- Flat Rock Location within the state of North Carolina Flat Rock Flat Rock (the United States)
- Coordinates: 36°30′28″N 80°34′47″W﻿ / ﻿36.50778°N 80.57972°W
- Country: United States
- State: North Carolina
- County: Surry

Area
- • Total: 2.6 sq mi (6.7 km^{2})
- • Land: 2.6 sq mi (6.7 km^{2})
- Elevation: 1,148 ft (350 m)

Population (2000)
- • Total: 1,690
- • Density: 650/sq mi (250/km^{2})
- Time zone: UTC-5 (Eastern (EST))
- • Summer (DST): UTC-4 (EDT)
- ZIP code: 27030
- Area codes: 336 and 743
- GNIS feature ID: 2402487

= Flat Rock, Surry County, North Carolina =

Flat Rock is a census-designated place (CDP) in Surry County, North Carolina, United States. The name "Flat Rock" stems from the community's granite quarry. The granite quarry is the largest open-face granite quarry in the world, and has been mined continuously since 1889 by the North Carolina Granite Corporation.

==Geography==
According to the United States Census Bureau, the CDP has a total area of 2.6 sqmi, all land.

==Demographics==
===Racial and ethnic composition===

Flat Rock CDP, North Carolina – Racial and ethnic composition Note: the US Census treats Hispanic/Latino as an ethnic category. This table excludes Latinos from the racial categories and assigns them to a separate category.
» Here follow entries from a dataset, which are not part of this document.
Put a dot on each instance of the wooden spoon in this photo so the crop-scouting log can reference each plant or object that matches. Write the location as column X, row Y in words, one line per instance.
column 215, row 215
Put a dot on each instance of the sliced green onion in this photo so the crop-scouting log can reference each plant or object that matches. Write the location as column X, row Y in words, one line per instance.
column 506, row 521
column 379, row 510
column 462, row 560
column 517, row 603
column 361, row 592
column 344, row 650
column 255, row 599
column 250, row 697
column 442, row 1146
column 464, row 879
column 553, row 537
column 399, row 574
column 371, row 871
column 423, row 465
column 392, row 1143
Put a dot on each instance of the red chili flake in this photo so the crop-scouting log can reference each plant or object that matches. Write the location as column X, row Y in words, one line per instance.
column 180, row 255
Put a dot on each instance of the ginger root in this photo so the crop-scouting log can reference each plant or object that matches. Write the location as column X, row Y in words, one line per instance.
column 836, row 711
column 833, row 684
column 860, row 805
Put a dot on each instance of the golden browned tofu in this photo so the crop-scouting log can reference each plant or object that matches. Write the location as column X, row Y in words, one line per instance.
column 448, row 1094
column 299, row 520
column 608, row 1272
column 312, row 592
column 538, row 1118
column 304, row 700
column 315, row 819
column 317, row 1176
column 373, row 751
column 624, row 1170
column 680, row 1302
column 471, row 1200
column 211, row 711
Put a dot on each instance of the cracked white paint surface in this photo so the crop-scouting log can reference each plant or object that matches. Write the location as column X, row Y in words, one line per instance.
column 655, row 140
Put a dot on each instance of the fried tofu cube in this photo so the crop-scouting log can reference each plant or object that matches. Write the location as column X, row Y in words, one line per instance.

Hispanics/Latinos may be of any race.
| Race / Ethnicity (NH = Non-Hispanic) | Pop 2000 | Pop 2010 | Pop 2020 | % 2000 | % 2010 | % 2020 |
|---|---|---|---|---|---|---|
| White alone (NH) | 1,426 | 1,303 | 1,021 | 84.38% | 83.74% | 77.00% |
| Black or African American alone (NH) | 149 | 100 | 88 | 8.82% | 6.43% | 6.64% |
| Native American or Alaska Native alone (NH) | 2 | 5 | 4 | 0.12% | 0.32% | 0.30% |
| Asian alone (NH) | 1 | 8 | 2 | 0.06% | 0.51% | 0.15% |
| Native Hawaiian or Pacific Islander alone (NH) | 0 | 0 | 0 | 0.00% | 0.00% | 0.00% |
| Other race alone (NH) | 0 | 0 | 0 | 0.00% | 0.00% | 0.00% |
| Mixed race or Multiracial (NH) | 19 | 13 | 50 | 1.12% | 0.84% | 3.77% |
| Hispanic or Latino (any race) | 93 | 127 | 161 | 5.50% | 8.16% | 12.14% |
| Total | 1,690 | 1,556 | 1,326 | 100.00% | 100.00% | 100.00% |

===2000 census===
As of the census of 2000, there were 1,690 people, 696 households, and 476 families residing in the CDP. The population density was 639.5 PD/sqmi. There were 754 housing units at an average density of 285.3 /sqmi. The racial makeup of the CDP was 86.57% White, 8.82% African American, 0.12% Native American, 0.12% Asian, 3.20% from other races, and 1.18% from two or more races. Hispanic or Latino of any race were 5.50% of the population.

There were 696 households, out of which 26.6% had children under the age of 18 living with them, 52.3% were married couples living together, 11.2% had a female householder with no husband present, and 31.6% were non-families. 28.6% of all households were made up of individuals, and 14.5% had someone living alone who was 65 years of age or older. The average household size was 2.43 and the average family size was 2.99.

In the CDP, the population was spread out, with 22.9% under the age of 18, 7.4% from 18 to 24, 29.1% from 25 to 44, 23.7% from 45 to 64, and 17.0% who were 65 years of age or older. The median age was 39 years. For every 100 females, there were 99.5 males. For every 100 females age 18 and over, there were 95.4 males.

The median income for a household in the CDP was $27,733, and the median income for a family was $34,583. Males had a median income of $24,400 versus $17,750 for females. The per capita income for the CDP was $12,495. About 7.8% of families and 10.9% of the population were below the poverty line, including 7.6% of those under age 18 and 16.2% of those age 65 or over.